While the trick happened three years ago, Imgur says it only came to light on November 23 – when he was contacted by security researcher Troy Hunt, who had been sent the stolen data as a result of running the Data breach notification service haveibeenpwned.

Hunt has tweeted since then to confirm that most of the stolen credentials were already in his database (although he seems to have tweeted the wrong date for Imgur's trick):

Imgur has not confirmed how the violation so far, saying he is still investigating. Although he notes that in 2014 he used an older hash algorithm (SHA-256) to encrypt pbadwords in his database, and suggests that hackers could have deciphered the stolen credentials using a brute-force attack.

"We updated our Algorithm to the new bcrypt algorithm last year," he adds.

Sad to say, revelations of data breaches are an all too common occurrence these days.

And a gap that affects 1.7 million users seems almost modest in comparison, next to some of the recently disclosed mega-hacks

Mainly, Yahoo's mbadive hacks in 2013 and 2014, which apparently affected to all 3BN of your accounts.

But also last week Uber revealed a huge hack that compromised the personal data of 57M Uber users and drivers.

What is remarkable here is the apparent speed of disclosure. Then, while Imgur says he only heard about the attack on November 23, on the morning of November 24, he had started notifying the affected users (through his registered email address) and forcing the resetting of pbadwords.

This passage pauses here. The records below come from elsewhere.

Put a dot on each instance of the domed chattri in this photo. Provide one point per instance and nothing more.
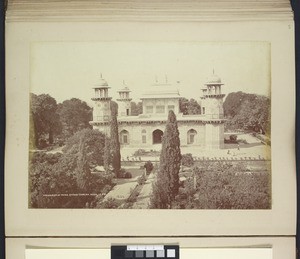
(102, 82)
(214, 79)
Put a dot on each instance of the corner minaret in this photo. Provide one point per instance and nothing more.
(124, 105)
(212, 111)
(212, 98)
(101, 111)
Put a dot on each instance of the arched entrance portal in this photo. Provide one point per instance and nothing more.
(157, 136)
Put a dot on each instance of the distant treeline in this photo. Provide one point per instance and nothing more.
(247, 112)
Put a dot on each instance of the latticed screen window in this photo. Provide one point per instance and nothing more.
(160, 109)
(149, 109)
(125, 139)
(171, 107)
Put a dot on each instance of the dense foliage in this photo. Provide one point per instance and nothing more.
(167, 185)
(250, 112)
(52, 123)
(114, 141)
(44, 120)
(74, 116)
(189, 106)
(225, 186)
(65, 180)
(94, 142)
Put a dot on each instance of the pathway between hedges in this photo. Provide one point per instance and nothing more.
(143, 200)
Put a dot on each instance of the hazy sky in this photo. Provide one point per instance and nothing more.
(71, 69)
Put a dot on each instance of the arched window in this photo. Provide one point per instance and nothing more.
(191, 135)
(144, 136)
(124, 137)
(157, 136)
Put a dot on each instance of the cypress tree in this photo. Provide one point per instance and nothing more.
(114, 141)
(82, 171)
(107, 154)
(167, 186)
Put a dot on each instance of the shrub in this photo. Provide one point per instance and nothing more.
(233, 138)
(127, 175)
(149, 167)
(142, 179)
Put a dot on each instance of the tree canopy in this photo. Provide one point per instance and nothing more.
(248, 112)
(55, 179)
(74, 116)
(92, 140)
(44, 119)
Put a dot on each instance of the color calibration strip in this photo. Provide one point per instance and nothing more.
(145, 252)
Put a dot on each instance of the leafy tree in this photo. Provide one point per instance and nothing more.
(248, 112)
(94, 142)
(167, 185)
(189, 106)
(69, 173)
(136, 108)
(83, 171)
(75, 115)
(114, 140)
(44, 118)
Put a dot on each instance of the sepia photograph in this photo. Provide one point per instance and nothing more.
(150, 125)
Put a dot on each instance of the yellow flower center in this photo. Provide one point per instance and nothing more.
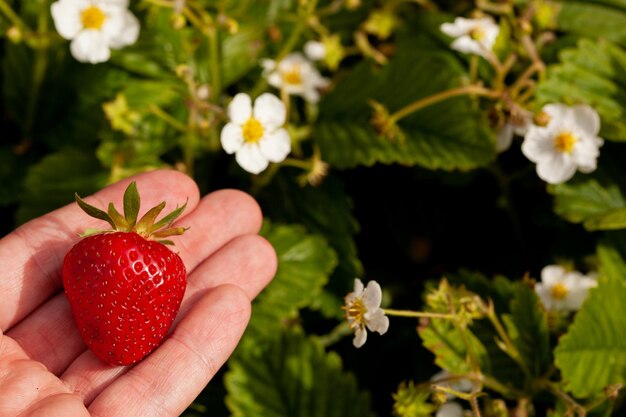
(92, 17)
(252, 130)
(558, 291)
(477, 34)
(292, 75)
(565, 141)
(355, 313)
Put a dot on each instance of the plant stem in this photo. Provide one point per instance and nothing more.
(39, 72)
(511, 350)
(168, 118)
(13, 17)
(336, 334)
(444, 95)
(417, 314)
(475, 408)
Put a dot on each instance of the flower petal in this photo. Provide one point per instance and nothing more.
(90, 46)
(360, 336)
(250, 158)
(587, 119)
(467, 45)
(231, 138)
(586, 153)
(538, 144)
(276, 146)
(270, 111)
(240, 108)
(575, 298)
(556, 169)
(358, 287)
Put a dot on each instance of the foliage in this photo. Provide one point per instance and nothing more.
(404, 165)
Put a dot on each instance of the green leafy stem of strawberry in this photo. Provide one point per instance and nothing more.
(123, 284)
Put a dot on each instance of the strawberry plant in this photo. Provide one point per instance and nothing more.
(123, 284)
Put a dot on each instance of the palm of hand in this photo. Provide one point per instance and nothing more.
(45, 368)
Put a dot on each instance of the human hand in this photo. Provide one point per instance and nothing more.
(46, 369)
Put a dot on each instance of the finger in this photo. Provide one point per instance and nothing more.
(167, 381)
(248, 262)
(31, 273)
(218, 219)
(88, 376)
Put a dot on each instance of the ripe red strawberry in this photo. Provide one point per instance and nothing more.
(125, 287)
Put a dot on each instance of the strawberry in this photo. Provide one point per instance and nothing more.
(124, 285)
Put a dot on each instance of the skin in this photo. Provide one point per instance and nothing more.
(45, 368)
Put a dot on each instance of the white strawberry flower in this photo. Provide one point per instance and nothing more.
(296, 75)
(255, 134)
(444, 378)
(363, 311)
(472, 36)
(567, 143)
(563, 290)
(95, 27)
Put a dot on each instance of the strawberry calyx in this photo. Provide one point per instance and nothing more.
(147, 226)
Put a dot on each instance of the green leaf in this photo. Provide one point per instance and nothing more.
(304, 263)
(147, 220)
(593, 20)
(292, 376)
(597, 200)
(93, 212)
(592, 355)
(53, 181)
(587, 197)
(168, 219)
(612, 220)
(420, 68)
(140, 94)
(411, 400)
(527, 324)
(612, 256)
(593, 73)
(451, 346)
(326, 210)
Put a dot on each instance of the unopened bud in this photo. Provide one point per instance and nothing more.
(14, 34)
(178, 21)
(526, 27)
(183, 71)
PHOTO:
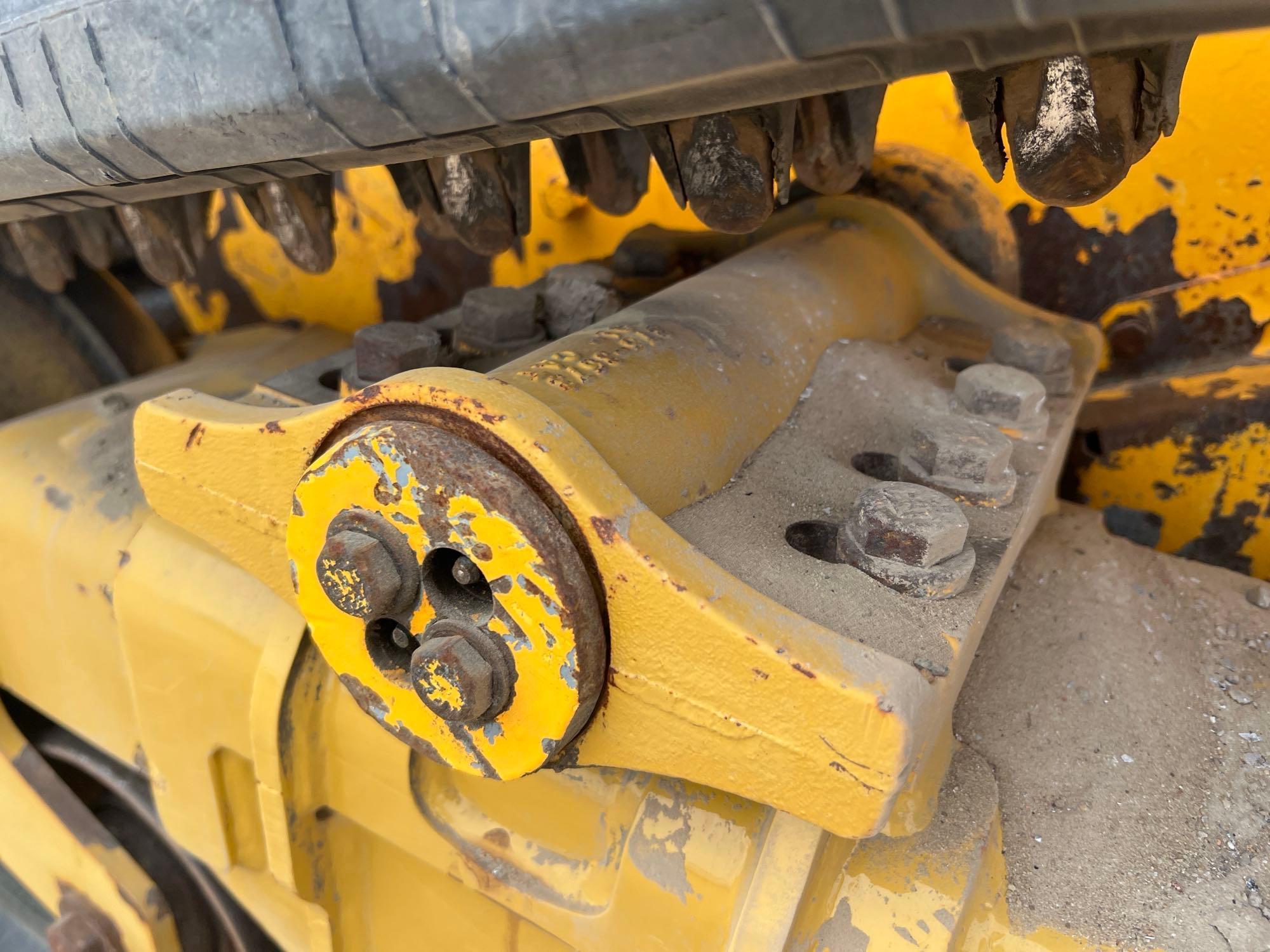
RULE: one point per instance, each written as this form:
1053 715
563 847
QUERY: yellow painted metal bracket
695 378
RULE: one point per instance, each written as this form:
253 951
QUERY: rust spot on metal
374 705
605 529
366 395
58 499
498 837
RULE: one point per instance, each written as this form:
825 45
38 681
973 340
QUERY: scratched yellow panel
375 243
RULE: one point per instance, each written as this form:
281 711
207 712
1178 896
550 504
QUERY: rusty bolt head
84 931
465 572
453 678
388 350
498 317
359 576
1031 347
907 524
1000 394
577 296
961 449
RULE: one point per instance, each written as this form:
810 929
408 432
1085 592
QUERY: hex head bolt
965 458
577 296
465 572
396 347
1041 351
459 672
500 321
359 576
910 539
1010 399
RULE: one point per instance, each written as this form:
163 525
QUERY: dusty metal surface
1121 697
705 350
867 398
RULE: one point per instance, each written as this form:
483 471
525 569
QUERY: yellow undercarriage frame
708 813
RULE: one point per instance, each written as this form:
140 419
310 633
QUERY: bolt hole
815 538
391 647
450 597
1094 444
879 466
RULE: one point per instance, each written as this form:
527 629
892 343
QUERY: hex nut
577 296
1038 350
465 572
497 319
907 524
453 678
394 347
965 458
895 534
359 576
1006 397
1031 346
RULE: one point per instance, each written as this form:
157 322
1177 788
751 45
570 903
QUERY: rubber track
121 101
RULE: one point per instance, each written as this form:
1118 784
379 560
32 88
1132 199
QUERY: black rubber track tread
107 102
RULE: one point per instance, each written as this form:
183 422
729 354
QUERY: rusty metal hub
448 597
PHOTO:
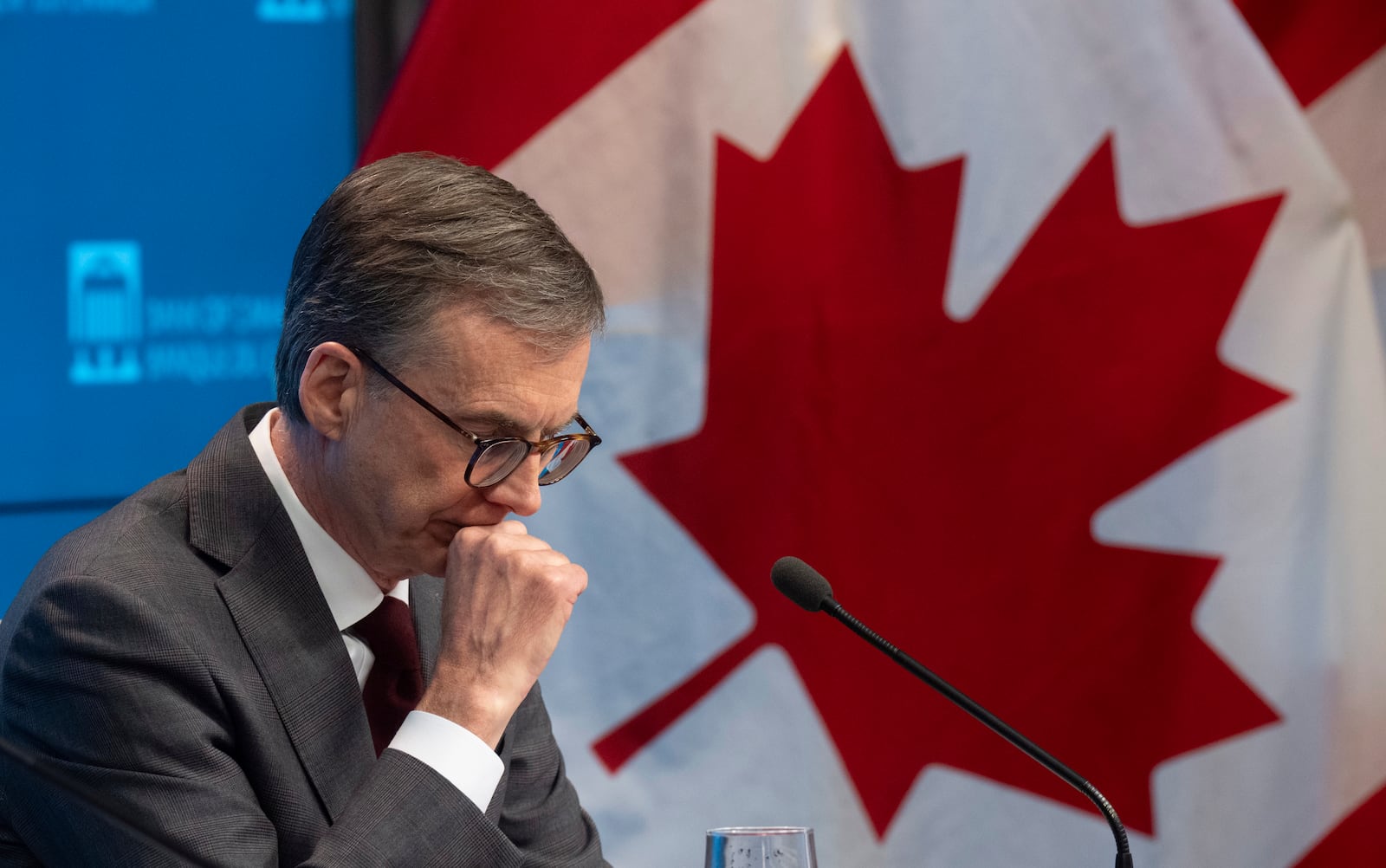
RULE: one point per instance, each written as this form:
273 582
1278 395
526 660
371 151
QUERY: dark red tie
395 683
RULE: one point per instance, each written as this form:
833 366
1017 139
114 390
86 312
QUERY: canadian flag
1044 330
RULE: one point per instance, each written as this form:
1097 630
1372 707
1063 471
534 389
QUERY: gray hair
409 236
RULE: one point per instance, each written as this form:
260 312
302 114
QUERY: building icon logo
106 312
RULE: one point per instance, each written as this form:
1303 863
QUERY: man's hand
506 600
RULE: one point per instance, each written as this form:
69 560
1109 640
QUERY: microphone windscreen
801 583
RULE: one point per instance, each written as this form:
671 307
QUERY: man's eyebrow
502 424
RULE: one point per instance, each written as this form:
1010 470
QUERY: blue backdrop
159 161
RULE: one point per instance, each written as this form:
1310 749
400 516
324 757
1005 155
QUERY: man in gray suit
319 644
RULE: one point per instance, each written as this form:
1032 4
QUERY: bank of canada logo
106 312
301 11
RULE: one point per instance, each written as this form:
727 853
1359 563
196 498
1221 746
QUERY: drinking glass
761 847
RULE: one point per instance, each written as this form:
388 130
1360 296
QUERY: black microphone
806 586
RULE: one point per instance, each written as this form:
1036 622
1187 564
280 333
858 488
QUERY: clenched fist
506 600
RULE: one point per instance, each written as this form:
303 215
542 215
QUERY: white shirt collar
350 591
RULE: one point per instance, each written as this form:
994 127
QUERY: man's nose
520 491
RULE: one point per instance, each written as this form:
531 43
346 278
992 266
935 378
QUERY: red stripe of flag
1316 43
483 76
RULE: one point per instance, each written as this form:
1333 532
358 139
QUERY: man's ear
332 388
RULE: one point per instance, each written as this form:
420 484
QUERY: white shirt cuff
454 752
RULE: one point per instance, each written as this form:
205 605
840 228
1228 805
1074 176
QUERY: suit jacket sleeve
97 681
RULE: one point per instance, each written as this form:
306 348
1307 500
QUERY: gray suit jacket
178 655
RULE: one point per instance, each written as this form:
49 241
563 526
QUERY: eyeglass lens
499 459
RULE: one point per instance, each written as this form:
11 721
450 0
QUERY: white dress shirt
452 750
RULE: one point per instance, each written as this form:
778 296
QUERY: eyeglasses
495 458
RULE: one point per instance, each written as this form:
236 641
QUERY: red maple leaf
944 475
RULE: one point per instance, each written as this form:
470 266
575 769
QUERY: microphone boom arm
993 722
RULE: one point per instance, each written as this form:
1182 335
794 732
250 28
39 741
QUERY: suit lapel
290 634
281 613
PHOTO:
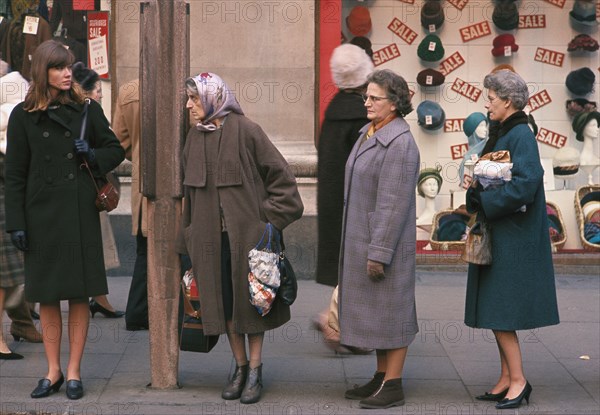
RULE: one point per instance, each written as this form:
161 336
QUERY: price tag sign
30 25
99 55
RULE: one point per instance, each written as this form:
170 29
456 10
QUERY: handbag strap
82 135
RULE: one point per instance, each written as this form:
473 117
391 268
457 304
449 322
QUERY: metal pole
164 40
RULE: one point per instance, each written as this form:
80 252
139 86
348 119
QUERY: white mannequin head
481 130
430 188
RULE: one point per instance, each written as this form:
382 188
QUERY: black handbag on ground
288 288
191 329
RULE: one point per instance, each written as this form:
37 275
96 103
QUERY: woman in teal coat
517 291
50 205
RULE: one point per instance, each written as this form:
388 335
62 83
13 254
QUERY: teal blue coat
517 291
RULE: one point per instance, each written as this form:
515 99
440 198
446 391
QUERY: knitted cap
430 77
359 21
350 66
506 15
581 120
430 115
432 14
85 77
472 121
581 81
503 41
431 49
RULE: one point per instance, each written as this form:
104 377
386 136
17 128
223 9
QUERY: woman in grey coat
516 291
50 205
377 261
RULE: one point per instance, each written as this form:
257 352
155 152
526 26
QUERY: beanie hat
506 15
581 81
432 14
583 42
430 77
503 66
581 120
577 105
359 21
565 161
85 77
430 115
428 173
501 42
584 12
363 43
350 66
430 49
471 123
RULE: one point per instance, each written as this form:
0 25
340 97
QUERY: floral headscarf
216 98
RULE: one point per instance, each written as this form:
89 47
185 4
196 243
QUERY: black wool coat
51 197
344 117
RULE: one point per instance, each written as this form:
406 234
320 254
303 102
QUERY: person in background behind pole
235 182
344 117
127 127
92 86
516 291
378 255
51 213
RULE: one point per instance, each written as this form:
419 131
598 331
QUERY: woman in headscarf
235 182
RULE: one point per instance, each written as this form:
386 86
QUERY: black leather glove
83 148
19 240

He also made a public disclosure of the violation through his blog on November 24, at 4 p.m. PST.

Compare that with Uber, who was silent about a mbadive October 2016 rape for most of a year, after learning that hackers stole user data in November 2016.

In the case of Uber, the information involved also included PII (names, addresses, telephone numbers and about 600,000 US driver's licenses). Therefore, the badociated risks for users, such as identity theft, are greater.

Another thing to note is that the new incoming rules in the European Union will establish a 72-hour data breach disclosure standard from May next year. And under the GDPR data controllers will also face much more severe penalties for not complying.

Thus, for example, under the incoming rules of Europe, the recent violation disclosed by Equifax – affects ~ 143 million consumers, including some in Europe, and includes names, addresses, dates of birth, social security numbers, Driver's licenses and (for a subset) credit card information – could have resulted in a fine of up to $ 68.5M, according to projections of the company's annual revenues for 2017. [19659002] While companies that report infractions quickly – as Imgur seems to have done here – they will have a much lower risk of being slapped with large fines under GDPR, if they are also handling the data of European citizens.

Then maybe, as the financial risks of storing and managing user data increase, we will begin to see more violations of data disclosed promptly. While, over time, the hope of EU lawmakers is that there will be fewer major breaches as security and data protection receive much more executive priority.

Source link

Leave a Reply

Your email address will not be published.